Description
In September 2022 the German Research Foundation (DFG) has launched the priority program SPP 2388 100+ to develop new methods for digital representation, SHM and lifetime management of complex structures, due to the continuously increasing amount of old infrastructure buildings. The present contribution is prepared within the LEMOTRA project as a part of SPP 2388 100+.
Among various SHM methods, the approach based on the Kalman update for data assimilation between model and measurement is applied and further developed to create a kind of functional digital twin for SHM. For this, a sound numerical model and a measurement system with a continuous data flow are necessary to provide online predictions of the state and response parameters of the structure. System changes resulting from damage or aging processes can be detected and localized, provided the measurement and the model prediction share the same cause. Thus, the load identification is a necessary prerequisite for reliable data assimilation techniques. A two-step update procedure is proposed and applied in this context.

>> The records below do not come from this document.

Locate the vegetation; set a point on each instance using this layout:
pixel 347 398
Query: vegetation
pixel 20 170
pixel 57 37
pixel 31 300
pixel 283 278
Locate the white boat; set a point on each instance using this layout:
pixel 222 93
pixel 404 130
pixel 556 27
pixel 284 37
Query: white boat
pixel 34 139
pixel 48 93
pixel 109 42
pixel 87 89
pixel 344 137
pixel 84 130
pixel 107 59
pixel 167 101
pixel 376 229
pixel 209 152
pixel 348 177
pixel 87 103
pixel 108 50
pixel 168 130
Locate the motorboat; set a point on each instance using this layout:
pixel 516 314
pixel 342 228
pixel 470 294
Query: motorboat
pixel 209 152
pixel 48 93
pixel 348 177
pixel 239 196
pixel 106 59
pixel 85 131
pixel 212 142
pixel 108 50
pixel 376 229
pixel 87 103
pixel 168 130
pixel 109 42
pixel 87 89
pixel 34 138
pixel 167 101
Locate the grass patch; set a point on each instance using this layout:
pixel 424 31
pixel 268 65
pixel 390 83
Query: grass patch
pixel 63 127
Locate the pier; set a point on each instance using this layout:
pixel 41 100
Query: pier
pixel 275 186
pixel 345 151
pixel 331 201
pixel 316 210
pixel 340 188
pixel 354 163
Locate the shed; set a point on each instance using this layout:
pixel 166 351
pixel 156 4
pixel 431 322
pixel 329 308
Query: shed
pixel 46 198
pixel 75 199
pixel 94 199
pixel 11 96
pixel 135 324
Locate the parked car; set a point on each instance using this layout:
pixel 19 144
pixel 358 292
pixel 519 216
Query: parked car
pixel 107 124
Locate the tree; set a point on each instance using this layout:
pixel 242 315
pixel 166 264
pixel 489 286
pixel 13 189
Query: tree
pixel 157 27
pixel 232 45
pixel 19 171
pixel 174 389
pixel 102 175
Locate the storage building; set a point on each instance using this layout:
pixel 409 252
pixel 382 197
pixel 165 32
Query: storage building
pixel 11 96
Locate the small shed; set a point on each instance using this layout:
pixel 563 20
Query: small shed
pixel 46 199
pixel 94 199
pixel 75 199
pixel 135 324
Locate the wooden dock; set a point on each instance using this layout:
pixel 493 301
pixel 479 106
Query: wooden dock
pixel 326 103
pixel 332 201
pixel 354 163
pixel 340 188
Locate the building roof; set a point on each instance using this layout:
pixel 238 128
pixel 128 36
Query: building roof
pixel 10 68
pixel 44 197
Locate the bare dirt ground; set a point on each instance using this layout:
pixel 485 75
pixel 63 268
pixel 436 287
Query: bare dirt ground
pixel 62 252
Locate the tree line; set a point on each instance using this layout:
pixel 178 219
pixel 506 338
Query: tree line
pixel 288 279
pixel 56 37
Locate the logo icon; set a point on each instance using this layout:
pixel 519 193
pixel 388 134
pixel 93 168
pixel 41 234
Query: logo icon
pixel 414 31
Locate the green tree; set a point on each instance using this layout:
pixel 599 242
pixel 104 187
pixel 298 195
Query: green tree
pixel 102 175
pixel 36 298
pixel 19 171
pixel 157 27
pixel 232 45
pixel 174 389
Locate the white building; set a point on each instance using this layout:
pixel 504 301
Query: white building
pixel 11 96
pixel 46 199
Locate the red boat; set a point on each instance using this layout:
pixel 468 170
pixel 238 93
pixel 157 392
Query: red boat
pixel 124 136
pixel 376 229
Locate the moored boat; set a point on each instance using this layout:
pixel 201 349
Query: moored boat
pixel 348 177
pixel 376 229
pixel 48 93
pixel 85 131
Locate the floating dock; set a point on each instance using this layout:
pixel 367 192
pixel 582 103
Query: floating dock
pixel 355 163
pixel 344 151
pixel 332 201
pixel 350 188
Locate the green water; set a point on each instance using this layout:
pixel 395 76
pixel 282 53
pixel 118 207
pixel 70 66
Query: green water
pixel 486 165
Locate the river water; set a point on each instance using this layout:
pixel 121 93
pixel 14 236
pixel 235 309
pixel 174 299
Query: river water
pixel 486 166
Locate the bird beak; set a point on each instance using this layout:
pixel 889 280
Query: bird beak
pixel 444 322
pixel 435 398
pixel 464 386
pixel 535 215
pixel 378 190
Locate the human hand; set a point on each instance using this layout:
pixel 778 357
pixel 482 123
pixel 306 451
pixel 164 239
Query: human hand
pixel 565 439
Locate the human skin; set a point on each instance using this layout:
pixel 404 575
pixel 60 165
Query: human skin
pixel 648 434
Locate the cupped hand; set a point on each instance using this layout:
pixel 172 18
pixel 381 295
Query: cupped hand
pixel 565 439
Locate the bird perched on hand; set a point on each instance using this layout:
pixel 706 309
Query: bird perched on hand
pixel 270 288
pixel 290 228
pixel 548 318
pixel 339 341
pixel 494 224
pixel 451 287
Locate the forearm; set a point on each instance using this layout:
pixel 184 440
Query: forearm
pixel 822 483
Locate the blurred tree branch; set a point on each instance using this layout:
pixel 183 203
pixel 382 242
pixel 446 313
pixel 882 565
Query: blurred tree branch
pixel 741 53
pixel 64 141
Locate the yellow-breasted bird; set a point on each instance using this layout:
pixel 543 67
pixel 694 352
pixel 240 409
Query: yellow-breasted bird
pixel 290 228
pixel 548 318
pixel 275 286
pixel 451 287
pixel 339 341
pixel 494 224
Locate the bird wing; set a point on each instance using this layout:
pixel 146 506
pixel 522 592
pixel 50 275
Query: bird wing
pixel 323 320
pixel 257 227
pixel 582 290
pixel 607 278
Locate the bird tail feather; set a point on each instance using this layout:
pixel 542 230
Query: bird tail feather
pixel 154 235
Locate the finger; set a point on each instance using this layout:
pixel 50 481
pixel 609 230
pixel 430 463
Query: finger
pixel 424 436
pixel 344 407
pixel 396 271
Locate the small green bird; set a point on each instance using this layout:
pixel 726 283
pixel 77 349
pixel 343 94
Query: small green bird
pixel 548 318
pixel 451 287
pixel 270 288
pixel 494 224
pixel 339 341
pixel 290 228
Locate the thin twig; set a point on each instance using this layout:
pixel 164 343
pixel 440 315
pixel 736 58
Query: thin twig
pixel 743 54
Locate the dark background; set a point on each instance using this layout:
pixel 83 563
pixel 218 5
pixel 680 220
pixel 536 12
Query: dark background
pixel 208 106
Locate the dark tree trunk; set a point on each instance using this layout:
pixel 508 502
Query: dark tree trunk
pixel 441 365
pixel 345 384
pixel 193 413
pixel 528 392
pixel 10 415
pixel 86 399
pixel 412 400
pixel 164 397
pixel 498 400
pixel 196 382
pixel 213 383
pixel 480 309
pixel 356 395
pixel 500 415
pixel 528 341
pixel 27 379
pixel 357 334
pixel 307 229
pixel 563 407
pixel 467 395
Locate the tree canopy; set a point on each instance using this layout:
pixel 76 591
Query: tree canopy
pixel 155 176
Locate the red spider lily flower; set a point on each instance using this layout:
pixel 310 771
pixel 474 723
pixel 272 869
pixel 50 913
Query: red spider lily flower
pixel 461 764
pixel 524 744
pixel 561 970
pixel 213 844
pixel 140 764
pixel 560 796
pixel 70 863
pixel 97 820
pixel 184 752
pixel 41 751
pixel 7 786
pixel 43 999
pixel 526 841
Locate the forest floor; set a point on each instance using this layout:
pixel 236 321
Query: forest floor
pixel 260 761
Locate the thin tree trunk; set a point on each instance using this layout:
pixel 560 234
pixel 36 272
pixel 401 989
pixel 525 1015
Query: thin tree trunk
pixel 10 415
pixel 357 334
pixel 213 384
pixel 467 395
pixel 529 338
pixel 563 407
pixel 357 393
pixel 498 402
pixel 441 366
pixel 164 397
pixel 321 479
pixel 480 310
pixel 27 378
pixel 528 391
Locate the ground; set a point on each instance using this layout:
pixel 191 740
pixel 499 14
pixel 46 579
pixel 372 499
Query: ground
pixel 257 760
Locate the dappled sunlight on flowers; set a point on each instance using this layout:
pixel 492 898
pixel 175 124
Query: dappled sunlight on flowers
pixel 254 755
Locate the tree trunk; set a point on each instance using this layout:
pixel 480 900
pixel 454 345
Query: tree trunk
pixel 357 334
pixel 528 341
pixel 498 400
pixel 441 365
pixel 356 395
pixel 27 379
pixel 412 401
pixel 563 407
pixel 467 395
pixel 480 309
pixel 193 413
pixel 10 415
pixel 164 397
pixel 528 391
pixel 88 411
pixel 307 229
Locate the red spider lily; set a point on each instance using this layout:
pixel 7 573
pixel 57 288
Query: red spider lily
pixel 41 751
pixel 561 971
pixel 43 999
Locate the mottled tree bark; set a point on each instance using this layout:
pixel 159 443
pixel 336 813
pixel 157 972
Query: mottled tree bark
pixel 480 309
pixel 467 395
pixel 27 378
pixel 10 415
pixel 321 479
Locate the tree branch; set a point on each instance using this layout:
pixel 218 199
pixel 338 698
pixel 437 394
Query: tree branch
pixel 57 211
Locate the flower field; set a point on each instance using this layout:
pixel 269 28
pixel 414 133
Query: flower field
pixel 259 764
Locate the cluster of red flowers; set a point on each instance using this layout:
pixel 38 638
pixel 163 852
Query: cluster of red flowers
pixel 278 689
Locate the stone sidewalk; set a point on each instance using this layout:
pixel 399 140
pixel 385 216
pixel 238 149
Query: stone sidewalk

At first, one part of the measurement system is used for load identification. Therefore, a cluster structure of Convolutional Neural Networks (CNNs) was developed, trained and calibrated to extract load characteristics such as load magnitudes, load velocities or the number of vehicles on the bridge from multiple acceleration sensors. Given this information, the actual load can be reconstructed.
In the second step, a different set of sensors is used for the data assimilation. In contrast to the first measurement locations, the measurement data from these sensors should be sensitive to potential system changes or damage. Here, the identified load is used as input for the model predictions which are then compared to the measurement data. A combination of different ensemble based Kalman Filters provides a sequential update of the state parameters (e.g. displacement, velocity, acceleration) and the model parameters (e.g. stiffness, mass, damping).
The proposed approach is implemented in MATLAB and tested on both numerical examples and a laboratory structure.